Mary Ruefle says, ‘When you become invisible, you become your inner life’. Not vice versa.

Dickinson says,

Are you — Nobody — too?


In Van Eyck’s Annunciation, Mary stands by a window, hand raised to welcome or fend her visitor off, who knows, averting her gaze against him.

The angel bears impossible rainbow wings. The lily at Mary’s feet will not fade, though she’s not, depending on translation, necessarily a virgin. An old story: his desire configures her body, its power assent enough for both.

I am meant to watch.

The light’s northern pallor; heavenly brocades celebrating the local cloth economy: with what optical devices, high-tech at the time, did van Eyck effect his minute brushstrokes?

Years ago, I wrote:

A machine for faith ...

... never fails


Its cue to transport  ...

Those wings and lilies —

still frankly send me; the Holy Spirit, too, a dove riding a sunbeam straight into Mary’s head,

who looks—not coy—absorbed. The story teaches modesty, submission. But follow Mary’s eyes. She gazes at the future, hatching her idea. Making history.

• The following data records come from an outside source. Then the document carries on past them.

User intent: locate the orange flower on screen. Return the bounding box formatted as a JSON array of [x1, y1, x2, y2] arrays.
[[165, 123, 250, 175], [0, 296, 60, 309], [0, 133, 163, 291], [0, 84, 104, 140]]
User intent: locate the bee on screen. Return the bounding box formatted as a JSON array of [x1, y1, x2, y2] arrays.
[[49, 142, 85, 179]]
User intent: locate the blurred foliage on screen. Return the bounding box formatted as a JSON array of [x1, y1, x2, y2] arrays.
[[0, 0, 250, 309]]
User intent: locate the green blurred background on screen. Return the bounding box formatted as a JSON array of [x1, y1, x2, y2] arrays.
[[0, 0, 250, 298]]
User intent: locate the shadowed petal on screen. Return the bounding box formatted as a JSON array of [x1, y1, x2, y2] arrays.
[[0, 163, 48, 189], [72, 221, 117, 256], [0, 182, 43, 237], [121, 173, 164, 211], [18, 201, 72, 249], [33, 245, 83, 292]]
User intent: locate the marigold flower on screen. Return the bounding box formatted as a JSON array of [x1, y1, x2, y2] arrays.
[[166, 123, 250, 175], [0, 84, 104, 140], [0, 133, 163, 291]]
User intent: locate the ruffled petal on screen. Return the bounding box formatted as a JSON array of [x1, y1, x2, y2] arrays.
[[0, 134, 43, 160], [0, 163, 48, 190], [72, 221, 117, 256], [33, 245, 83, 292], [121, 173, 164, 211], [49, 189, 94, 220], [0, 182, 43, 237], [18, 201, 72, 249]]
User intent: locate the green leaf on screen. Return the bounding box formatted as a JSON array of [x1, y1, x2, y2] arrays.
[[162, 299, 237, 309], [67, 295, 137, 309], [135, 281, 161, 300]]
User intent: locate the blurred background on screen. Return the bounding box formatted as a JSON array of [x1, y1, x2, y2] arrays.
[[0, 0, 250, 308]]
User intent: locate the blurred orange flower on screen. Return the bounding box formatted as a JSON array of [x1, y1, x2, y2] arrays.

I found the + words to every thought

I ever had — but One —

And that — defies Me — (173d)

says Dickinson.

Lawrence’s Lou Witt says, ‘I am one of the eternal Virgins … My dealings with men have only broken my stillness and messed up my doorways’ (129).

Does archetype render us hyper-visible or invisible, machines for meaning, ‘pruned’, à la Williams, ‘to a perfect economy’ (54)?


The philosopher disagrees with Freud on all but one fact: male violence is inevitable; the son must kill his father to marry his mother. But in the story behind the painting, the father’s narrative machine kills his son every time, setting others to the dirty work, tick-tock. If father and son remain one, and the sunbeam-diving dove also, who gets the mother?

Both stories transport me again.

And again.


The spa arrays itself around the house of Walter Spies, who founded the Neka Museum for Balinese Art, dedicated to making the spirit world visible in ours.

My driver Wayan takes me to temples and sacred mountains. In my sheared head he reads devotion—Buddhist, Christian, Muslim, Animist—and takes me to a Barong dance at his home village. The battle between lion king and demon queen plays out from midnight to dawn. 

Spies himself painted Bali’s mythic fauna and intricate studies of actual dragonflies, butterflies, starfish.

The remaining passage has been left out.